Pimco Manager Buys Treasury Notes
Bill Gross, manager of the world’s biggest bond fund, said his firm bought five- and 10-year U.S. Treasury notes after a two-day tumble pushed yields up to levels he considered attractive.
“It’s not anything other than an obvious statement to say the market’s better valued today than it was a few weeks ago,” Gross, chief investment officer at Pacific Investment Management Co. in Newport Beach said Thursday. “For companies like Pimco that have been pretty short the market, it’s an opportunity to get some of that back, and we’ve been doing some of that.”
Investors who are short have positions that would benefit from a drop in debt prices or fare better than their benchmark indexes. Pimco, a unit of Allianz, Europe’s largest insurer, manages about $445 billion.

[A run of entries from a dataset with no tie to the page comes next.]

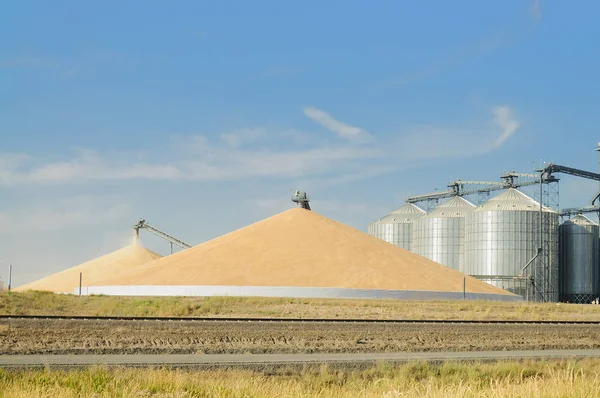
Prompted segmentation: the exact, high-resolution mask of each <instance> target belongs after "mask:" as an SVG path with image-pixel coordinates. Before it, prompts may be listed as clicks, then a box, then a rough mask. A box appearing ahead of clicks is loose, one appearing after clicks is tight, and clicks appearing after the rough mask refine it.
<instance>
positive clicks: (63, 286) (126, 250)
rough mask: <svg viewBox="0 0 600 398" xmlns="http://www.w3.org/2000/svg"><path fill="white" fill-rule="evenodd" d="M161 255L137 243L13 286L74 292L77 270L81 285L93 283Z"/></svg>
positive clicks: (21, 287) (75, 284)
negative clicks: (69, 266)
mask: <svg viewBox="0 0 600 398" xmlns="http://www.w3.org/2000/svg"><path fill="white" fill-rule="evenodd" d="M160 257H161V255H160V254H157V253H154V252H153V251H151V250H148V249H146V248H144V247H143V246H142V245H141V244H140V243H138V242H136V243H134V244H132V245H129V246H126V247H124V248H122V249H120V250H117V251H115V252H112V253H109V254H106V255H104V256H101V257H98V258H96V259H94V260H91V261H88V262H86V263H83V264H81V265H77V266H75V267H72V268H69V269H66V270H64V271H61V272H57V273H55V274H52V275H49V276H47V277H45V278H42V279H39V280H37V281H34V282H30V283H27V284H25V285H23V286H19V287H18V288H16V289H15V290H16V291H26V290H44V291H51V292H56V293H73V290H74V289H75V288H77V287H79V273H80V272H81V273H82V279H83V285H84V286H95V285H97V282H98V281H100V280H103V281H109V282H110V281H112V282H114V281H115V280H117V278H118V275H119V274H120V273H121V272H124V271H127V270H129V269H131V268H133V267H136V266H138V265H142V264H146V263H148V262H150V261H153V260H156V259H158V258H160Z"/></svg>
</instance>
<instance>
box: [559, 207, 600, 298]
mask: <svg viewBox="0 0 600 398" xmlns="http://www.w3.org/2000/svg"><path fill="white" fill-rule="evenodd" d="M598 230H599V227H598V224H596V223H595V222H593V221H592V220H590V219H589V218H587V217H585V216H583V215H581V214H580V215H578V216H576V217H573V218H572V219H570V220H567V221H565V222H564V223H563V224H562V225H561V226H560V228H559V237H560V299H561V301H566V302H569V303H585V304H589V303H591V302H592V301H594V300H595V299H596V298H597V297H598V288H599V287H600V286H598V285H599V283H598V278H599V277H600V273H599V271H598V265H599V264H598V260H599V254H598Z"/></svg>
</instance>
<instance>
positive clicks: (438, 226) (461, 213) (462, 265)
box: [413, 196, 475, 271]
mask: <svg viewBox="0 0 600 398" xmlns="http://www.w3.org/2000/svg"><path fill="white" fill-rule="evenodd" d="M474 207H475V205H473V204H472V203H471V202H469V201H468V200H466V199H463V198H461V197H459V196H455V197H453V198H452V199H450V200H448V201H447V202H445V203H442V204H441V205H439V206H437V207H436V208H435V209H433V210H432V211H431V212H430V213H429V214H427V215H425V216H423V217H421V218H419V219H418V220H417V221H416V222H415V224H414V226H415V228H414V232H413V236H414V239H413V251H414V252H415V253H417V254H420V255H421V256H423V257H427V258H429V259H430V260H433V261H435V262H438V263H440V264H443V265H445V266H447V267H450V268H453V269H456V270H459V271H462V270H463V268H464V237H465V217H466V215H467V214H469V213H470V212H471V210H472V209H473V208H474Z"/></svg>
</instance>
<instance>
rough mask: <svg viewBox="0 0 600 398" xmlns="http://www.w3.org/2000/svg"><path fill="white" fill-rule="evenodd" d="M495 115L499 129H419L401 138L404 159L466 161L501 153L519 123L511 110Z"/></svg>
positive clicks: (501, 107) (457, 128)
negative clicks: (461, 158)
mask: <svg viewBox="0 0 600 398" xmlns="http://www.w3.org/2000/svg"><path fill="white" fill-rule="evenodd" d="M492 114H493V119H492V125H493V126H495V127H496V128H487V129H486V128H472V127H471V128H453V127H447V126H425V127H418V128H416V129H414V130H413V131H412V132H410V133H409V134H405V135H402V136H401V137H400V139H399V146H400V148H402V153H403V156H404V157H405V159H407V160H410V161H418V160H429V159H436V158H461V157H463V158H466V157H471V156H476V155H482V154H485V153H489V152H491V151H493V150H495V149H498V148H500V147H501V146H502V145H503V144H504V143H505V142H506V141H507V140H508V138H510V137H511V136H512V135H513V134H514V132H515V131H516V130H517V128H518V127H519V122H518V121H517V120H516V119H515V118H514V116H513V112H512V110H511V108H509V107H507V106H495V107H493V108H492ZM498 127H499V128H500V131H498V129H497V128H498Z"/></svg>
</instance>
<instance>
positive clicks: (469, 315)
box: [0, 292, 600, 321]
mask: <svg viewBox="0 0 600 398" xmlns="http://www.w3.org/2000/svg"><path fill="white" fill-rule="evenodd" d="M0 314H17V315H19V314H20V315H25V314H38V315H39V314H41V315H107V316H108V315H110V316H211V317H283V318H340V319H343V318H361V319H394V318H395V319H468V320H492V319H497V320H509V319H515V320H593V321H600V306H596V305H573V304H554V303H547V304H537V303H525V302H524V303H502V302H491V301H446V302H438V301H420V302H419V301H394V300H339V299H283V298H260V297H206V298H203V297H153V298H149V297H110V296H81V297H78V296H71V295H60V294H53V293H47V292H26V293H15V292H11V293H9V294H7V293H3V294H0Z"/></svg>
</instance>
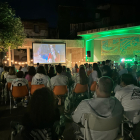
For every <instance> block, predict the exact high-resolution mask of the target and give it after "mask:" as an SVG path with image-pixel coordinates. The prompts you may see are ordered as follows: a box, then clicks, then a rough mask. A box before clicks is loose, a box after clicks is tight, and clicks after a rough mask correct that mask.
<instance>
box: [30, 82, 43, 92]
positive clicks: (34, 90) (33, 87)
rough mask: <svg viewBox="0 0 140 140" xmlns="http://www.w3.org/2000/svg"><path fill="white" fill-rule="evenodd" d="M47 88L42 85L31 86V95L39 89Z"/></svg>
mask: <svg viewBox="0 0 140 140" xmlns="http://www.w3.org/2000/svg"><path fill="white" fill-rule="evenodd" d="M43 87H45V85H44V84H42V85H31V94H32V95H33V93H34V92H35V91H36V90H37V89H40V88H43Z"/></svg>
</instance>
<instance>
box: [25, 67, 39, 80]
mask: <svg viewBox="0 0 140 140" xmlns="http://www.w3.org/2000/svg"><path fill="white" fill-rule="evenodd" d="M35 74H36V70H35V67H34V66H31V67H30V68H29V71H28V74H27V75H26V77H25V79H27V80H28V82H32V78H33V76H35Z"/></svg>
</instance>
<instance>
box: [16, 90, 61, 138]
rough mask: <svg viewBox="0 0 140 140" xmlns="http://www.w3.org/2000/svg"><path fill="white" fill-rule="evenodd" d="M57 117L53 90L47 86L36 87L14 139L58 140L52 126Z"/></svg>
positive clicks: (54, 131) (53, 123)
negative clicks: (22, 127)
mask: <svg viewBox="0 0 140 140" xmlns="http://www.w3.org/2000/svg"><path fill="white" fill-rule="evenodd" d="M59 119H60V115H59V113H58V111H57V108H56V103H55V99H54V94H53V92H52V91H51V90H50V89H49V88H41V89H38V90H36V91H35V92H34V94H33V96H32V98H31V101H30V103H29V105H28V107H27V112H26V113H25V114H24V116H23V119H22V125H23V129H22V130H21V132H20V133H18V134H17V135H16V136H15V138H14V140H58V138H57V136H56V134H55V131H54V129H53V126H54V123H55V121H59Z"/></svg>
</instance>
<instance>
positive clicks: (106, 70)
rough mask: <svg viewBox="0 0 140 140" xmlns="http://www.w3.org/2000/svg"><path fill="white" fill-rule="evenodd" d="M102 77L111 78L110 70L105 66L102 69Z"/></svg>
mask: <svg viewBox="0 0 140 140" xmlns="http://www.w3.org/2000/svg"><path fill="white" fill-rule="evenodd" d="M102 76H108V77H111V68H110V67H109V66H108V65H105V66H104V67H103V69H102Z"/></svg>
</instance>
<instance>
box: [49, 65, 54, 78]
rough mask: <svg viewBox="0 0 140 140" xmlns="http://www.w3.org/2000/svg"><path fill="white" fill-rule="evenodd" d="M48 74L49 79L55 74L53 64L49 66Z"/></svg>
mask: <svg viewBox="0 0 140 140" xmlns="http://www.w3.org/2000/svg"><path fill="white" fill-rule="evenodd" d="M48 76H49V77H50V79H51V78H52V77H54V76H56V74H55V70H54V66H51V67H50V70H49V73H48Z"/></svg>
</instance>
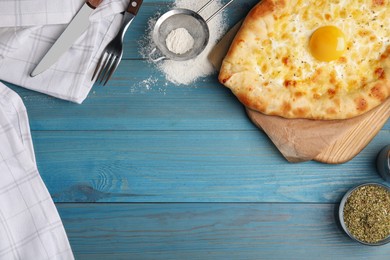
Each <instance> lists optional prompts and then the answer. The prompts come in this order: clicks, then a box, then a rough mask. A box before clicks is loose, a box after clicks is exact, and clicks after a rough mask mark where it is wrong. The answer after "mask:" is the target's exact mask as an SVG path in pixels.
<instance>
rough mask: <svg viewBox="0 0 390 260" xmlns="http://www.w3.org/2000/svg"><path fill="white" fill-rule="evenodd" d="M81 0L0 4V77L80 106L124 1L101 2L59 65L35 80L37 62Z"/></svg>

The 10-year note’s yield, which moves inversely to its price, hit 4.52% on Wednesday, the highest since July 30 and up from about 4% a month ago, amid concern commodity prices near record highs will lead to faster inflation. The five-year note’s yield hit 4.15%, the highest since June 2002.
Pimco bought “a billion or two” dollars worth of five-year notes Wednesday after the government sold $15 billion in an auction and bought 10-year notes Thursday, Gross said.
Pimco continues to hold fewer Treasuries than its benchmark indexes on the view that accelerating inflation may push yields higher, Gross said.